Troubleshooting Hatchet Workers
This guide covers common issues when deploying and operating Hatchet workers.
Quick debugging checklist
Before diving into specific issues, run through these checks:
- Verify your API token — make sure
HATCHET_CLIENT_TOKENmatches the token generated in the Hatchet dashboard for your tenant. - Check worker logs — look for connection errors, heartbeat failures, or crash traces in your worker output.
- Check the dashboard — navigate to the Workers tab to see if your worker is registered and healthy.
- Confirm network connectivity — workers need to reach the Hatchet engine over gRPC. Firewalls, VPNs, or missing TLS configuration can block this.
- Check SDK version — ensure your SDK version is compatible with your engine version. Mismatches can cause subtle failures.
Could not send task to worker
If you see this error in the event history of a task, it could mean several things:
-
The worker is closing its network connection while the task is being sent. This could be caused by the worker crashing or going offline.
-
The payload is too large for the worker to accept or the Hatchet engine to send. The default maximum payload size is 4MB. Consider reducing the size of the input data or output data of your tasks.
-
The worker has a large backlog of tasks in-flight on the network connection and is rejecting new tasks. This can occur if workers are geographically distant from the Hatchet engine or if there are network issues causing delays. Hatchet Cloud runs by default in
us-west-2(Oregon, USA), so consider deploying your workers in a region close to that for the best performance.If you are self-hosting, you can increase the maximum backlog size via the
SERVER_GRPC_WORKER_STREAM_MAX_BACKLOG_SIZEenvironment variable in your Hatchet engine configuration. The default is 20.

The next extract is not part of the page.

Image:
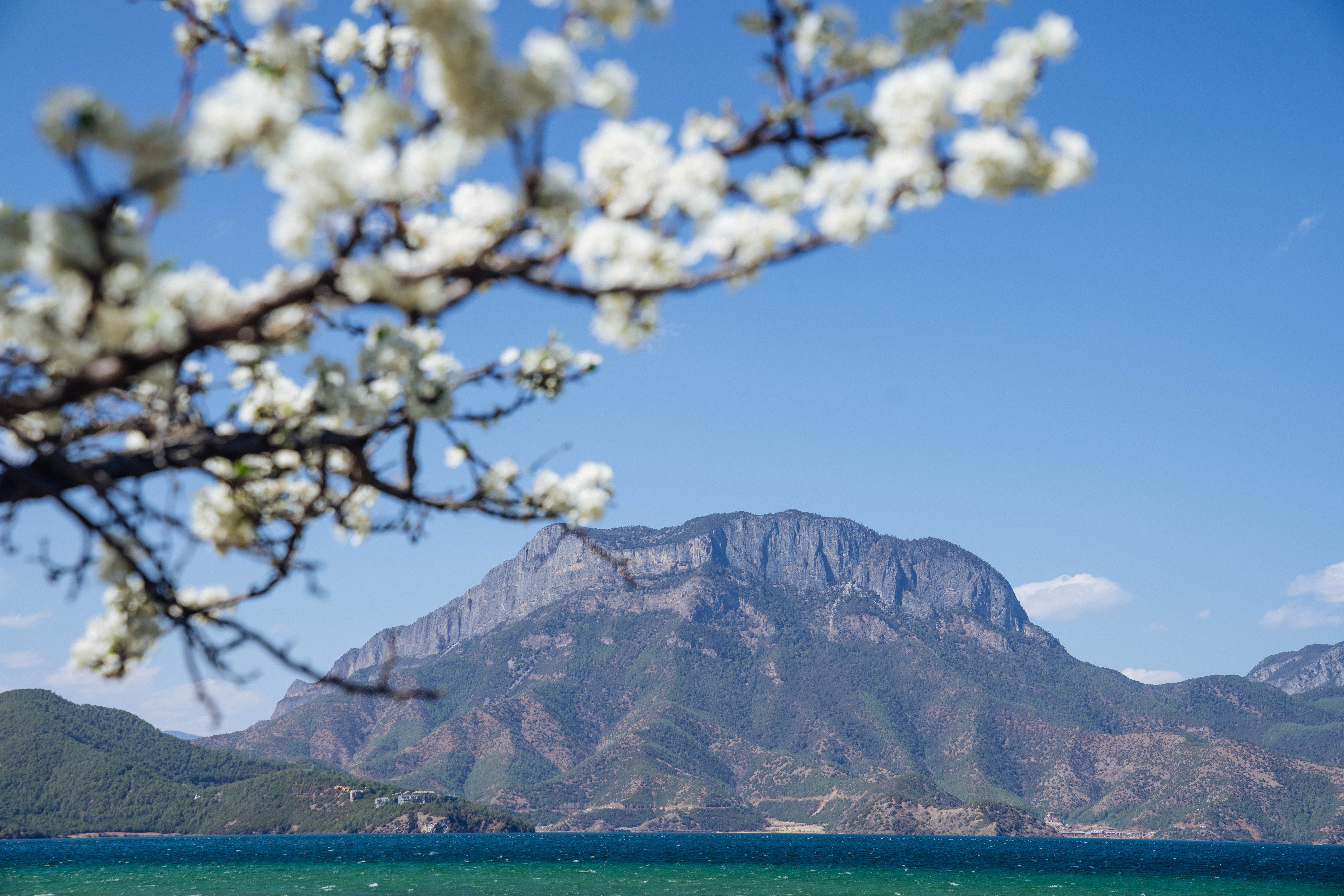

No workers visible in dashboard
If you have deployed workers but they are not visible in the Hatchet dashboard, it is likely that:
-
Your API token is invalid or incorrect. Ensure that the token you are using to start the worker matches the token generated in the Hatchet dashboard for your tenant.
-
Worker heartbeats are not reaching the Hatchet engine. You will see noisy logs in the worker output if this is the case.
Tasks stuck in QUEUED state
If tasks remain in the QUEUED state and never move to RUNNING:
-
No workers registered for the task — check the Workers tab in the dashboard and confirm a worker is registered that handles the task name. If you recently renamed a task, make sure the worker has been restarted with the updated code.
-
All worker slots are full — if every slot is occupied by other tasks, new tasks will wait in the queue. Check worker utilization in the dashboard or increase the slot count.
-
Concurrency or rate limit is blocking — if you’ve configured concurrency limits or rate limits, tasks may be held back intentionally. Review your configuration.
Worker keeps disconnecting
If your worker repeatedly connects and then drops:
-
Resource exhaustion — the worker process may be running out of memory or CPU and getting killed by the OS or orchestrator (OOM kill). Check system logs and increase resource limits.
-
Network instability — intermittent connectivity between the worker and the Hatchet engine will cause reconnection cycles. Check for packet loss or high latency between the worker and the engine.
-
Graceful shutdown not configured — if your deployment platform sends
SIGTERMand the worker doesn’t handle it, in-flight tasks may be interrupted. Ensure your worker handles shutdown signals and gives tasks time to complete.
Phantom workers active in dashboard
This is often due to workers still running in your deployed environment. We see this most often with very long termination periods for workers, or in local development environments where worker processes are leaking. If you are in a local development environment, you can usually view running Hatchet worker processes via ps -a | grep worker (or whatever your entrypoint binary is called) and kill them manually.